NOTE–the CPI has been announced today with a soft number of .1% increase versus an expected .2%. This should be of some help to interest rates for today and tomorrow.
Again we will be out of the office 50% of the day today and will miss the excitement in the stock market-but we don’t care as thus far we have escaped much damage and with the 10 year treasury falling in yield since late yesterday we do not see us doing any buying right in here.
The 10 year treasury auction yesterday was “tepid” and for a short time after the auction the 10 year spiked up toward 3.25%–then cooler heads prevailed and it tumbled to close the day around 3.18%.
Even though we will be out of the office we have all of our watch list on the iPhone–and that list is all term preferreds and short maturity baby bonds. It is highly likely too early to consider a major move into investment grade issues. The current yields of the investment grade preferreds are 1/2% higher than a few weeks ago and most are yielding around 5.75%–we want 7%–or something around there from an investment grade perpetual. We aren’t being greedy–but with a perpetual security there is plenty of interest rate risk and we want to be paid for the risk.

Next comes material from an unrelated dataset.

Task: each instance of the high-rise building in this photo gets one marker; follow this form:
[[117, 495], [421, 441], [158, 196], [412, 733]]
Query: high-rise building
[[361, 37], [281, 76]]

We actually do own a few investment grade preferreds (even though we know it is too early to buy them)–in spite of the knowledge of how they act when interest rates rise. We will write further on them as soon as we have a chance, but they are maybe 1% of our holdings. In the past we have written about buying something ‘experimentally’–and that is what we have done on a few hundred shares of various issues–1st hand knowledge on exactly how investment grade acts over the course of months and years.